The sequencing activities help children to recognise number sequences and reinforce their knowledge of multiples.
Chinese New Year crafts
Find instructions for this dragon bookmark craft here.
Create a simple blossom tree artwork to celebrate Chinese New Year.
This Chinese lantern craft is quick and easy to do.
How one school celebrates Chinese New Year
Abid Butt, principal of Lyndon School in Solihull, explains how his school sought to put its inclusion principles into practice when marking Chinese New Year…
Here at Lyndon School in Solihull, late January and early February of 2022 saw us immersed in organising celebrations for Chinese New Year.
To see in the Year of the Tiger we wanted to do something really big, having had a significant cohort of new students from Hong Kong join us the previous September.
We were delighted to welcome the children of around 30 Cantonese families to our school, since we know that our school is strengthened through the diversity of its student and staff body.
I believe that having students from a wide variety of cultures makes our school richer, and imparts to our young people the importance of listening to others and demonstrating respect for different views.
I was aware, however, that these new joiners must be nervous. It’s difficult enough moving schools as a child, but starting a whole new life in a different country at the same time is something else entirely!
The first step I took was to set up a working group with the new students to discuss what we could do to celebrate Chinese New Year when it came around.
As the most significant special event on their calendar, it seemed only fitting that we try to mark it with the sense of occasion it deserved.
“It seemed only fitting that we try to mark it with the sense of occasion it deserved”
Making this initial effort went down well with their parents, who had justifiable anxieties of their own as to how their children would take to their new school and surroundings. I’ve always felt that actions speak louder than words.
While I’d already pressed upon these parents the extent to which Lyndon prizes its inclusive ethos and champions different cultures, I know that sadly, people can sometimes spend more time talking about such things than actually putting them into practice.
We ended up with a diary full of events for the first week of February, to coincide with the main Chinese New Year celebrations.
I wanted to make sure there was a striking visual demonstration befitting one of the world’s biggest holidays, so we went ahead and decorated the school with prominent banners commemorating the Year of the Tiger.
We then held assemblies focusing on the topic of Chinese New Year, so that all students in the school could understand its history and cultural significance, followed by further discussions that took place during tutor periods.
I was also keen to incorporate a language element, so we made an effort to teach the students some basic Cantonese, including how to say ‘Happy New Year’ to the new joiners.
“We all know that nothing bridges cultures like food”
We all know that nothing bridges different cultures like food, so to that end, the Cantonese students worked closely with our canteen staff to develop a menu based on the special dishes traditionally served during Chinese New Year festivities.

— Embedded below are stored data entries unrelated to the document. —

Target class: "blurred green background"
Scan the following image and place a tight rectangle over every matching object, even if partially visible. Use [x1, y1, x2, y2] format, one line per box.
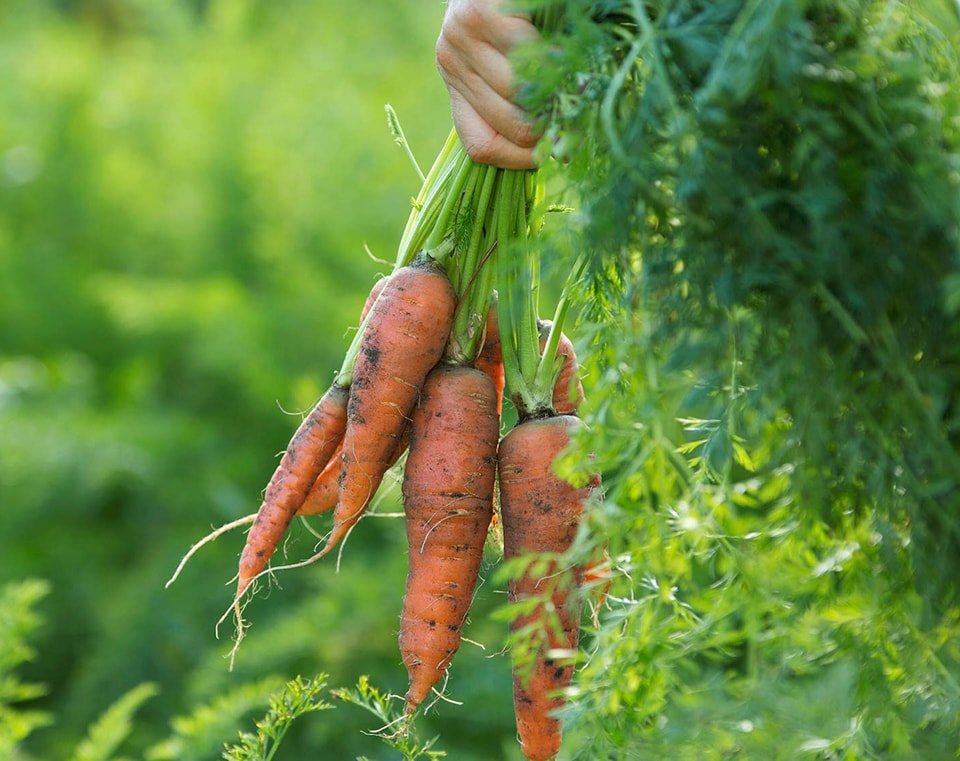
[0, 1, 528, 757]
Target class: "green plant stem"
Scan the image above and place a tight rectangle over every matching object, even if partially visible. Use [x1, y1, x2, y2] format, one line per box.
[533, 254, 587, 398]
[446, 166, 499, 364]
[497, 170, 545, 416]
[396, 129, 461, 267]
[451, 164, 487, 293]
[423, 151, 474, 260]
[385, 104, 425, 183]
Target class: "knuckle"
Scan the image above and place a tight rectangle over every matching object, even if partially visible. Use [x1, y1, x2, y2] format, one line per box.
[454, 1, 487, 34]
[514, 121, 538, 148]
[464, 138, 496, 165]
[435, 37, 455, 75]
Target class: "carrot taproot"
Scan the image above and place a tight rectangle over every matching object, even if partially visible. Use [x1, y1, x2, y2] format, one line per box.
[541, 326, 610, 608]
[475, 305, 504, 417]
[498, 414, 599, 761]
[235, 383, 348, 599]
[399, 365, 499, 711]
[297, 425, 410, 516]
[321, 262, 456, 556]
[234, 275, 388, 598]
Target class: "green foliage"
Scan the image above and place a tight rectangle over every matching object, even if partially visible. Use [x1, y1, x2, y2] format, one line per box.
[514, 0, 960, 756]
[222, 675, 331, 761]
[7, 0, 959, 758]
[332, 676, 446, 761]
[0, 580, 53, 758]
[70, 683, 159, 761]
[0, 1, 524, 758]
[146, 677, 285, 761]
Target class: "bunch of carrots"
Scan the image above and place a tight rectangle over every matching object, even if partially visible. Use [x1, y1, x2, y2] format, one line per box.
[169, 123, 605, 759]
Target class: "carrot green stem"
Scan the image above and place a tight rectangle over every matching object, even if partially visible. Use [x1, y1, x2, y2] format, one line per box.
[457, 165, 496, 288]
[423, 151, 473, 262]
[515, 177, 542, 401]
[533, 255, 587, 396]
[448, 165, 485, 295]
[445, 166, 500, 365]
[385, 104, 425, 183]
[497, 171, 544, 416]
[396, 129, 461, 267]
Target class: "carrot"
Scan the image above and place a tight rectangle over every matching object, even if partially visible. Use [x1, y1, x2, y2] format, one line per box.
[538, 321, 583, 416]
[498, 414, 598, 761]
[297, 425, 410, 516]
[540, 325, 610, 609]
[475, 305, 504, 417]
[234, 275, 388, 598]
[235, 384, 349, 599]
[361, 275, 390, 321]
[399, 365, 498, 711]
[321, 262, 456, 556]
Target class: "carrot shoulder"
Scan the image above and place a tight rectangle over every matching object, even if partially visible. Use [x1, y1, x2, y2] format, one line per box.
[499, 414, 598, 761]
[538, 321, 583, 416]
[475, 305, 504, 417]
[399, 366, 498, 711]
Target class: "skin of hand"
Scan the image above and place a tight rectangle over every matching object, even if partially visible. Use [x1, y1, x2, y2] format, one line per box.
[436, 0, 540, 169]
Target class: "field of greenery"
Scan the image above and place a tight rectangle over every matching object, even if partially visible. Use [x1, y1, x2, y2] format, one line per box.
[3, 1, 960, 760]
[0, 1, 518, 759]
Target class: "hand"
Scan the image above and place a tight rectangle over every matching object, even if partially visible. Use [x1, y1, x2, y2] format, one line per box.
[436, 0, 540, 169]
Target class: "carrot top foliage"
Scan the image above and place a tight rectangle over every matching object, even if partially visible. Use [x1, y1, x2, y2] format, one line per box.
[509, 0, 960, 757]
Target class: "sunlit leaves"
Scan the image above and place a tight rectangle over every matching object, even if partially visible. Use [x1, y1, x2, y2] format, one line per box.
[518, 0, 960, 756]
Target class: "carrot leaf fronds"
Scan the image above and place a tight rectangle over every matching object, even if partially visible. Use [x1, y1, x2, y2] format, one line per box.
[332, 676, 446, 760]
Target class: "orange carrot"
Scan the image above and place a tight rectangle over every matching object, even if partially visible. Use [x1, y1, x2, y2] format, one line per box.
[399, 365, 498, 711]
[322, 263, 456, 556]
[235, 384, 348, 599]
[234, 275, 388, 598]
[360, 275, 390, 321]
[498, 414, 599, 761]
[297, 425, 410, 516]
[475, 305, 504, 417]
[538, 321, 583, 416]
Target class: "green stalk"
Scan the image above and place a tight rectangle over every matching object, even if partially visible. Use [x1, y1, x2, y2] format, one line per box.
[448, 164, 485, 295]
[422, 151, 474, 261]
[496, 168, 584, 419]
[384, 104, 425, 183]
[397, 142, 464, 266]
[514, 176, 541, 393]
[456, 166, 497, 288]
[445, 166, 500, 364]
[533, 255, 587, 397]
[497, 170, 544, 416]
[396, 129, 460, 267]
[463, 251, 498, 361]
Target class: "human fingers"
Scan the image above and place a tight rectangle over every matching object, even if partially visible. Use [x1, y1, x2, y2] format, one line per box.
[443, 0, 539, 56]
[446, 87, 536, 169]
[437, 41, 538, 150]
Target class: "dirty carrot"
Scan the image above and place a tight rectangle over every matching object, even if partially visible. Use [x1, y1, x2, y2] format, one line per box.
[538, 321, 583, 416]
[234, 275, 389, 598]
[235, 383, 349, 600]
[499, 414, 598, 761]
[399, 365, 498, 711]
[321, 262, 456, 557]
[297, 425, 410, 516]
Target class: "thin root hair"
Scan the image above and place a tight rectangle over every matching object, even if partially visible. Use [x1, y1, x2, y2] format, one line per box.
[165, 513, 256, 588]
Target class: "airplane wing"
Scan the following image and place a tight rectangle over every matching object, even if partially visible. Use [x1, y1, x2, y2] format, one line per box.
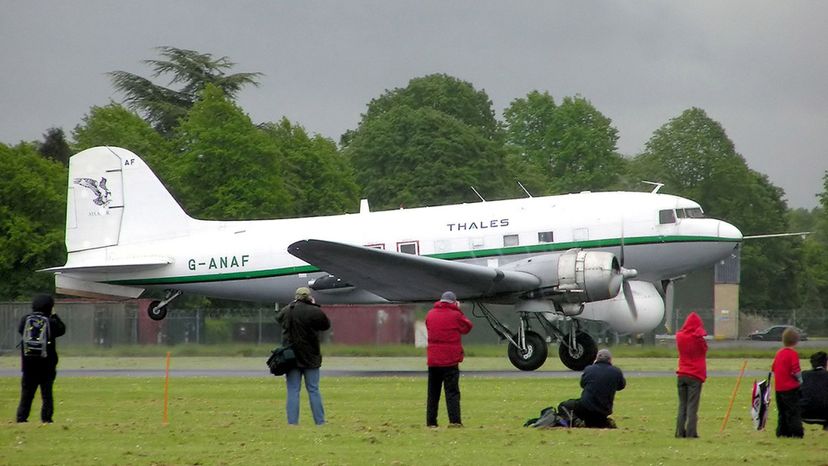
[288, 239, 540, 302]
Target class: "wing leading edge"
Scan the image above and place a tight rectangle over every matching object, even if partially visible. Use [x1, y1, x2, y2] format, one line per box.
[287, 239, 540, 302]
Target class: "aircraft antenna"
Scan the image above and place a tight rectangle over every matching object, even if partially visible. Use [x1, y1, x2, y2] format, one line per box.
[470, 186, 486, 202]
[517, 181, 533, 198]
[642, 181, 664, 194]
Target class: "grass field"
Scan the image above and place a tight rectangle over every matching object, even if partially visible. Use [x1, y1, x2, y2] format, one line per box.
[1, 356, 827, 465]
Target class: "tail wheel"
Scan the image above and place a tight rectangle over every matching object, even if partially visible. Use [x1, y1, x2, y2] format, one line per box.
[507, 330, 548, 371]
[147, 300, 167, 321]
[558, 332, 598, 371]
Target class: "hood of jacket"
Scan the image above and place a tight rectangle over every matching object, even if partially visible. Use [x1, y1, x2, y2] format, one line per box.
[678, 312, 706, 337]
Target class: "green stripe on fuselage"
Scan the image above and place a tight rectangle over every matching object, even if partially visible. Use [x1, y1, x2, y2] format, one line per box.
[106, 235, 736, 286]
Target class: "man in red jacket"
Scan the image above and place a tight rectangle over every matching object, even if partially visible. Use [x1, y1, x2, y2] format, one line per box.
[425, 291, 473, 427]
[675, 312, 708, 438]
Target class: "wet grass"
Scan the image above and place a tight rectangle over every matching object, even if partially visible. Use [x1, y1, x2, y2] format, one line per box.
[1, 371, 826, 465]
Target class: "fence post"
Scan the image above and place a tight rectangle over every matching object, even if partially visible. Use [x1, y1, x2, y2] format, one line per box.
[258, 309, 263, 344]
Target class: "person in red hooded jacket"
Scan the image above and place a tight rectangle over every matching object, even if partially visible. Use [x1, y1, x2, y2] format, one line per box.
[425, 291, 473, 427]
[675, 312, 708, 438]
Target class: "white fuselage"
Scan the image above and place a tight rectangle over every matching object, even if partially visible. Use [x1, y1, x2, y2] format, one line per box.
[61, 191, 741, 306]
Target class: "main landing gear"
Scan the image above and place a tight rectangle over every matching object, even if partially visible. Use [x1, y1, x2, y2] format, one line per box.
[474, 303, 598, 371]
[147, 289, 183, 321]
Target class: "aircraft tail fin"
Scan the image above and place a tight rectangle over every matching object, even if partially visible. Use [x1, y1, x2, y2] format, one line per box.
[65, 146, 193, 252]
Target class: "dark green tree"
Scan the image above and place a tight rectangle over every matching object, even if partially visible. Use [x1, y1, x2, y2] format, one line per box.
[343, 74, 500, 145]
[504, 92, 624, 194]
[37, 127, 71, 166]
[502, 91, 558, 196]
[261, 118, 359, 217]
[544, 96, 623, 193]
[110, 46, 262, 135]
[73, 103, 173, 174]
[630, 107, 800, 311]
[171, 84, 291, 220]
[345, 105, 510, 210]
[0, 143, 66, 299]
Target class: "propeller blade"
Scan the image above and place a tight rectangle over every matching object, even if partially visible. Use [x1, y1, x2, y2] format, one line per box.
[623, 280, 637, 319]
[620, 220, 625, 267]
[663, 279, 675, 333]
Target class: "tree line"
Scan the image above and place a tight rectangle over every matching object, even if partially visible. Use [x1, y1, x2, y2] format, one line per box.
[2, 47, 826, 326]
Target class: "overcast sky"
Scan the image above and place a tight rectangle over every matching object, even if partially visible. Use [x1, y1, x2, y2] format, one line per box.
[2, 1, 826, 208]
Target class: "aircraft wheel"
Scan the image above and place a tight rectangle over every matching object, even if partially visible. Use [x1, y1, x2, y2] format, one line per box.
[507, 331, 548, 371]
[558, 332, 598, 371]
[147, 300, 167, 321]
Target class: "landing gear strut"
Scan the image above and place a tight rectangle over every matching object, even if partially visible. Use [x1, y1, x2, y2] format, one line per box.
[474, 303, 598, 371]
[476, 304, 549, 371]
[147, 289, 183, 321]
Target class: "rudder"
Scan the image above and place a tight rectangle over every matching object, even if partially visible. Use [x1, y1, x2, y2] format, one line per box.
[66, 146, 192, 252]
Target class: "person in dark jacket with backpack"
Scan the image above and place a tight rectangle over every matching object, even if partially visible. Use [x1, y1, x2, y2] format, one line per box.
[559, 348, 626, 428]
[16, 294, 66, 423]
[275, 287, 331, 425]
[425, 291, 473, 427]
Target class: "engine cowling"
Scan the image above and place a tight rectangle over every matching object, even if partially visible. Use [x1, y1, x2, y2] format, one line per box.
[504, 248, 623, 304]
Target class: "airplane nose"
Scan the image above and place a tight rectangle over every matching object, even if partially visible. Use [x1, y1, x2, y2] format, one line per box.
[718, 221, 743, 241]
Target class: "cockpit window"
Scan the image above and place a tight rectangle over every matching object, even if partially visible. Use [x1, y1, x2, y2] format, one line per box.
[685, 207, 704, 218]
[676, 209, 687, 219]
[659, 209, 676, 224]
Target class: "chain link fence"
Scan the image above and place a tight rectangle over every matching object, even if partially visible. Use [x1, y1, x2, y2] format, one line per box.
[2, 300, 824, 353]
[0, 301, 283, 353]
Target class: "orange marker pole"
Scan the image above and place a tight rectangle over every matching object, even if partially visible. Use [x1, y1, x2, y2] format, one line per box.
[163, 351, 171, 425]
[720, 359, 748, 432]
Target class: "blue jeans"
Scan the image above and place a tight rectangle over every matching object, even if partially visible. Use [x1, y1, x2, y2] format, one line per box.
[285, 367, 325, 425]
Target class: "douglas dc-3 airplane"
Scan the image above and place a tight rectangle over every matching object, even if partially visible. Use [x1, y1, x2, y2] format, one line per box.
[47, 146, 743, 371]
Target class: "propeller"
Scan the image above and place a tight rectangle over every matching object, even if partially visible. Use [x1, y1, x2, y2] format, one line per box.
[620, 220, 638, 318]
[662, 279, 675, 334]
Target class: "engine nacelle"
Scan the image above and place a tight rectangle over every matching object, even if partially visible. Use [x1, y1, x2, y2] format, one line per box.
[504, 248, 623, 304]
[579, 280, 665, 333]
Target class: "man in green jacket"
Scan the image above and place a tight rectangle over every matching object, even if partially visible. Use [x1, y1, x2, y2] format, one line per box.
[276, 287, 331, 425]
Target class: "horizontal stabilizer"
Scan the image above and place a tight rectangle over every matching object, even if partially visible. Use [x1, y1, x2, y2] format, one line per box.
[55, 274, 144, 300]
[288, 239, 540, 302]
[42, 257, 171, 274]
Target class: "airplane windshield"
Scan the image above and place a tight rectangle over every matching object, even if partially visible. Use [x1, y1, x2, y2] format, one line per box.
[674, 207, 706, 219]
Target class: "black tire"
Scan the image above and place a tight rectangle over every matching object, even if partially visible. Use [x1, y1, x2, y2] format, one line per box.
[507, 331, 548, 371]
[147, 300, 167, 321]
[558, 332, 598, 371]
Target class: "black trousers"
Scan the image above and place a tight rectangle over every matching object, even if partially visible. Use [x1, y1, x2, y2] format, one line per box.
[16, 366, 57, 423]
[427, 365, 461, 426]
[776, 388, 804, 438]
[676, 376, 703, 438]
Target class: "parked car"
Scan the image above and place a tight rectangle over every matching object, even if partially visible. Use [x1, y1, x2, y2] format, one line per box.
[747, 325, 808, 341]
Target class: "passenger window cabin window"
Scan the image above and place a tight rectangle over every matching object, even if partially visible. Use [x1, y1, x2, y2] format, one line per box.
[503, 234, 519, 247]
[397, 241, 419, 255]
[538, 231, 554, 243]
[659, 209, 676, 224]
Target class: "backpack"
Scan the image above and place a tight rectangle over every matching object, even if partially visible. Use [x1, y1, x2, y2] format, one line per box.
[524, 406, 570, 428]
[22, 314, 50, 358]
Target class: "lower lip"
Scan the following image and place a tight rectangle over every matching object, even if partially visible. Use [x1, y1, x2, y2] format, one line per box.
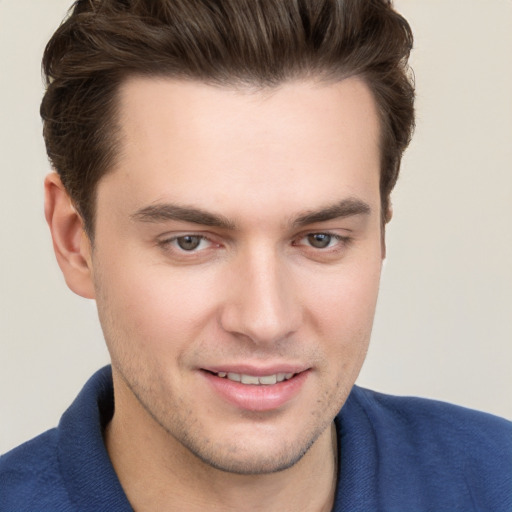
[202, 371, 309, 412]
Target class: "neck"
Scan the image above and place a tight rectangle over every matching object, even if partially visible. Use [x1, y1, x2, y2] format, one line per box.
[105, 382, 338, 512]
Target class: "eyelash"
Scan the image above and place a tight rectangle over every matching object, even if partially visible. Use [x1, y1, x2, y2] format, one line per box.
[295, 232, 350, 251]
[157, 234, 216, 253]
[157, 232, 351, 255]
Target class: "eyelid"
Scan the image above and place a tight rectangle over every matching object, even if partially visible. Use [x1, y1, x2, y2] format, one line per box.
[291, 232, 353, 263]
[156, 229, 351, 258]
[157, 233, 217, 252]
[294, 230, 351, 245]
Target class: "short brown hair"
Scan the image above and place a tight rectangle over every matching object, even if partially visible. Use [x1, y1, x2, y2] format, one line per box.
[41, 0, 414, 235]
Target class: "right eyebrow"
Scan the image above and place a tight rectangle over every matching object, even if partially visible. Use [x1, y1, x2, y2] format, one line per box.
[130, 203, 236, 230]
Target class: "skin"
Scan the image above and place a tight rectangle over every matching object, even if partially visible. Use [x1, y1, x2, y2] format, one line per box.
[45, 76, 384, 511]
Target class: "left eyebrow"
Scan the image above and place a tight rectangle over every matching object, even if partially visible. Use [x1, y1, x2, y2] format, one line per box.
[292, 198, 371, 228]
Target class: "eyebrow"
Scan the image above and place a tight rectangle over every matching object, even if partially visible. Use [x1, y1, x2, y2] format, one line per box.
[292, 198, 371, 227]
[131, 197, 371, 230]
[131, 203, 236, 230]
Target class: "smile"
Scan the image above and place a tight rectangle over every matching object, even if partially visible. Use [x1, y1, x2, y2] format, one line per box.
[214, 372, 295, 385]
[203, 368, 309, 411]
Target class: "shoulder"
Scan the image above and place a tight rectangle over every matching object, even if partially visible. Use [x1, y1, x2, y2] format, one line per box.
[1, 367, 130, 512]
[0, 429, 73, 510]
[350, 385, 512, 449]
[337, 386, 512, 510]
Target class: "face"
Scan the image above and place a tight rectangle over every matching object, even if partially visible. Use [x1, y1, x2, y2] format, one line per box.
[89, 77, 383, 474]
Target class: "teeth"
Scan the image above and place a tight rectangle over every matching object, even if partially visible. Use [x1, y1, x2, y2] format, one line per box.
[241, 375, 260, 385]
[217, 372, 295, 385]
[259, 375, 277, 385]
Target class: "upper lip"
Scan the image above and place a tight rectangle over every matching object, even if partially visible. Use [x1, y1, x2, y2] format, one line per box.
[202, 364, 310, 376]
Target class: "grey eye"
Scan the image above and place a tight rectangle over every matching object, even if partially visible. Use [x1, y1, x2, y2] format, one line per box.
[176, 235, 202, 251]
[307, 233, 332, 248]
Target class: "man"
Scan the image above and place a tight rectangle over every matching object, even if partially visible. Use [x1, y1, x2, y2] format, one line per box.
[1, 0, 510, 510]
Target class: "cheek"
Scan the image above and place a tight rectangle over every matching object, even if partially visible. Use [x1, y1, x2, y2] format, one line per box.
[302, 257, 382, 371]
[93, 256, 222, 357]
[306, 260, 381, 330]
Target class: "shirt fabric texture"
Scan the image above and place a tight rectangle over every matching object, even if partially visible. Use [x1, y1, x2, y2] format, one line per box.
[1, 366, 511, 511]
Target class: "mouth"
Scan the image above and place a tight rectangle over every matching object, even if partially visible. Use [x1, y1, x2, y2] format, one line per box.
[208, 371, 296, 386]
[201, 367, 309, 411]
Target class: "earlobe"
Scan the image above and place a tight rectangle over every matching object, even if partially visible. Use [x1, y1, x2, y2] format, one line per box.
[381, 233, 387, 260]
[44, 173, 96, 299]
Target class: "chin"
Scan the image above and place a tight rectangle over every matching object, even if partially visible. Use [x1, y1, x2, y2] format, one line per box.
[182, 436, 317, 475]
[165, 413, 333, 476]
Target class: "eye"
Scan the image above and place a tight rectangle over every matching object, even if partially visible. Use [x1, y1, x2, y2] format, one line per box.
[292, 231, 351, 259]
[306, 233, 335, 249]
[159, 234, 213, 252]
[301, 233, 346, 249]
[175, 235, 204, 251]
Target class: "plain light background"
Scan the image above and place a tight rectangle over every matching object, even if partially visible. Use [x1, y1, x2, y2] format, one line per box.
[1, 0, 511, 454]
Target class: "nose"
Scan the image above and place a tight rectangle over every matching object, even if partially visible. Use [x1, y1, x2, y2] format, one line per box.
[219, 246, 301, 346]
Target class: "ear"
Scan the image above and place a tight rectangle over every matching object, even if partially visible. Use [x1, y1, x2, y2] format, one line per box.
[44, 173, 96, 299]
[385, 204, 393, 224]
[381, 204, 393, 260]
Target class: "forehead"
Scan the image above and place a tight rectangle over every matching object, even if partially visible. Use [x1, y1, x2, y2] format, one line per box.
[116, 76, 380, 159]
[101, 77, 381, 223]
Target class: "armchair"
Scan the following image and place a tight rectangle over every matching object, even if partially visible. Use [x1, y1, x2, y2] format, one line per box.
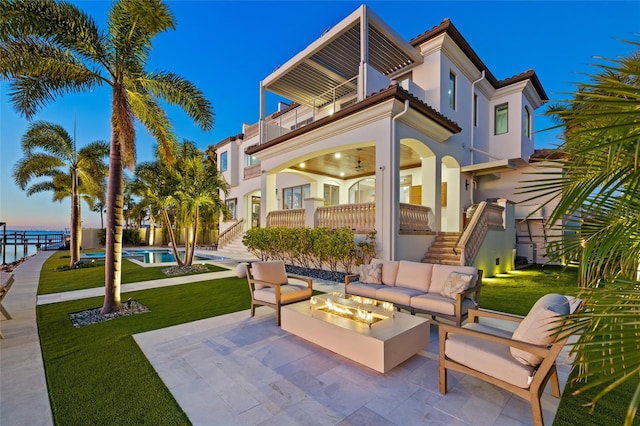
[245, 260, 313, 326]
[438, 293, 582, 426]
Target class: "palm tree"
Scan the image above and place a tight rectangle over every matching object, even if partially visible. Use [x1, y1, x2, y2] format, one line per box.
[132, 141, 228, 266]
[0, 0, 214, 313]
[522, 42, 640, 425]
[12, 120, 108, 267]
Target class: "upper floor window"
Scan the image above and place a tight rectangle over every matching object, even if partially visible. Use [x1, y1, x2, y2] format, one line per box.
[225, 198, 237, 220]
[448, 71, 456, 110]
[495, 104, 508, 135]
[244, 154, 259, 167]
[524, 106, 532, 138]
[282, 184, 310, 210]
[323, 184, 339, 206]
[220, 151, 228, 172]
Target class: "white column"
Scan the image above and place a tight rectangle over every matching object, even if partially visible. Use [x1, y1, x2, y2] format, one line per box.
[422, 155, 440, 232]
[376, 122, 398, 260]
[260, 171, 277, 227]
[304, 197, 324, 228]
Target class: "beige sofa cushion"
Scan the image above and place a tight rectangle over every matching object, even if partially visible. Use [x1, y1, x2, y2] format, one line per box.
[371, 259, 400, 286]
[375, 287, 424, 306]
[410, 293, 476, 316]
[394, 260, 433, 292]
[253, 284, 311, 305]
[511, 293, 571, 366]
[430, 264, 478, 294]
[251, 260, 288, 289]
[445, 323, 535, 389]
[346, 282, 383, 299]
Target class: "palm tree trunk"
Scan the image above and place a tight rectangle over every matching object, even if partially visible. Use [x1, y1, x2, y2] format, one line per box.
[69, 170, 81, 267]
[162, 208, 185, 267]
[101, 129, 124, 314]
[186, 208, 199, 266]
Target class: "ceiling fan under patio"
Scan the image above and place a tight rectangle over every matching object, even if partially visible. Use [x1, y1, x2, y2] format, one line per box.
[354, 159, 368, 172]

A selection of these foods were offered throughout the week, and students were set the task of learning how to make them in their food technology classes.
I hope our efforts at planning a series of Chinese New Year activities and then experiencing them together showed our new joiners us that they truly have a place here at Lyndon.
I would like them to feel that we have embraced them and their culture, since I know that what they have shared with us already has only made our school richer.